CEO after CEO failed to stanch the bleeding, even after Alameda County voters passed a half-cent sales-tax hike to stabilize the system's finances. In 2004, the hospital board brought in Cambio Health Solutions to rescue the institution. Cambio's plan to cut 300 jobs and slash patient services was a political nonstarter. A one-day strike was energized by a visit from Jesse Jackson. Highland already was overcrowded; nobody in the community wanted services reduced. After 18 months and a fee of $3.2 million, Cambio departed. When Lassiter signed on in 2005, the place was still losing $1 million a month.

He quickly began building a new management team, including COO Bill Manns, who was hired from Providence Hospital in Southfield, Michigan, near Detroit. At Manns's suggestion, they immediately commenced a grassroots money hunt, which Lassiter now calls "the foundation of our success." The pair gathered the top 85 managers, formed them into a dozen teams, and gave them 16 weeks to find $21 million in cost cuts and new revenue. Lassiter says he told them: "It's up to you. We barely know where the restrooms are, so we're not going to solve this problem. You're going to solve it."
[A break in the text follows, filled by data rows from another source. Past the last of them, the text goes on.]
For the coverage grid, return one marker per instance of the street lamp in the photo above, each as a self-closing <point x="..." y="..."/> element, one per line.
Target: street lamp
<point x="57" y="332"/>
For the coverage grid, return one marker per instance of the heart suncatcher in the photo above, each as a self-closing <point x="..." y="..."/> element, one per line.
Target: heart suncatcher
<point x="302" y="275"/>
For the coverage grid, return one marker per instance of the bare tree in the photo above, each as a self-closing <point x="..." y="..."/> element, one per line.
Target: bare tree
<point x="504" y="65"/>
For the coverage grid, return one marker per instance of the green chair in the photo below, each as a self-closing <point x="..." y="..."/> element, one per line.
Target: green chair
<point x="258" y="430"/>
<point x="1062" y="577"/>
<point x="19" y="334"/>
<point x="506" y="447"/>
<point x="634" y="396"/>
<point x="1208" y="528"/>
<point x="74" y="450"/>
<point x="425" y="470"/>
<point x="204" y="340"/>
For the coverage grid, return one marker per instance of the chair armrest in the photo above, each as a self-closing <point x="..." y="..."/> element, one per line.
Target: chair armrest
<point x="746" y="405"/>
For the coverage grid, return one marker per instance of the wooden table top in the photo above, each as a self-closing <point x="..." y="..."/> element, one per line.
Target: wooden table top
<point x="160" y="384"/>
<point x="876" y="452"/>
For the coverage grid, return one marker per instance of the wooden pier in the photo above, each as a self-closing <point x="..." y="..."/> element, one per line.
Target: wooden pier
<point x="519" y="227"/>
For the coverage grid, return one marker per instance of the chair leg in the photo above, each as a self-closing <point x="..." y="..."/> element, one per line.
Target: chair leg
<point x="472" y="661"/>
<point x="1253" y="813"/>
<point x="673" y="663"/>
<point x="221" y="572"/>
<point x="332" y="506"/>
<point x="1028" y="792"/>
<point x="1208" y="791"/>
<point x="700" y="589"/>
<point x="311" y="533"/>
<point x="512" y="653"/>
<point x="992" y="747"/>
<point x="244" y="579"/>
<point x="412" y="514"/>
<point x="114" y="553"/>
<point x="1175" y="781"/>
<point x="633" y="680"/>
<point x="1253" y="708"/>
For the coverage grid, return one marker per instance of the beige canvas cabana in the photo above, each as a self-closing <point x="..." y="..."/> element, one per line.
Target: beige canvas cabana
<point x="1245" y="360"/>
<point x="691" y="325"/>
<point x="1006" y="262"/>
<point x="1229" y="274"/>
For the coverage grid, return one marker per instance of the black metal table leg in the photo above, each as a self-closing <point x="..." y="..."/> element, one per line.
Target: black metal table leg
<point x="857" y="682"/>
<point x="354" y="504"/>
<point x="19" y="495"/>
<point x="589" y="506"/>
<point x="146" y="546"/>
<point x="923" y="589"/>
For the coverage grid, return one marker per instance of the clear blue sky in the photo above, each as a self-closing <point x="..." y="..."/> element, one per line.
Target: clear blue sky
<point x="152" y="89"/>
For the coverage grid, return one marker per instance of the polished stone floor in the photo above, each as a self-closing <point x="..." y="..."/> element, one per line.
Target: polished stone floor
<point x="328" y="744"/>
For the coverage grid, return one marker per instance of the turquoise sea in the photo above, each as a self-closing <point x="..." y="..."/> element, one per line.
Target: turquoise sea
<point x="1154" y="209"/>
To encourage fresh thinking, Lassiter and Manns devised "odd-couple arrangements," putting together doctors, nurses, techs, and other managers. The teams drilled into vendor contracts and challenged their own habits. Take the kit used to test newborns' umbilical-cord blood, a $96.50 item. A simpler tool does the same job for 29¢. Is the more-expensive device better? How much better does it have to be to be worth the extra $96.21? ACMC had been choosing the premium option, at a cost of $322,000 a year. Now, the teams decided, ACMC could not afford it.

Looking for new revenue, they identified areas the system was especially good at -- like rehabilitation and diabetes care -- and came up with ways to treat more patients more efficiently. Lassiter also pushed the creation of an electronic network that links dozens of community clinics to the health center, significantly boosting referrals to its best services.

Only after the teams had found every dollar in savings and new revenue did Lassiter and Manns consider layoffs. As a result, instead of the service reductions and hundreds of job cuts the consultant Cambio had recommended, ACMC sliced only about 80 positions, found other work for many employees whose jobs had been eliminated, and began expanding services. Together the cuts and the revenue increases amounted to $23 million.

"That's what really got the buy-in" from the unions on layoffs, Manns says. "We looked at everything else first. What can you say to that?"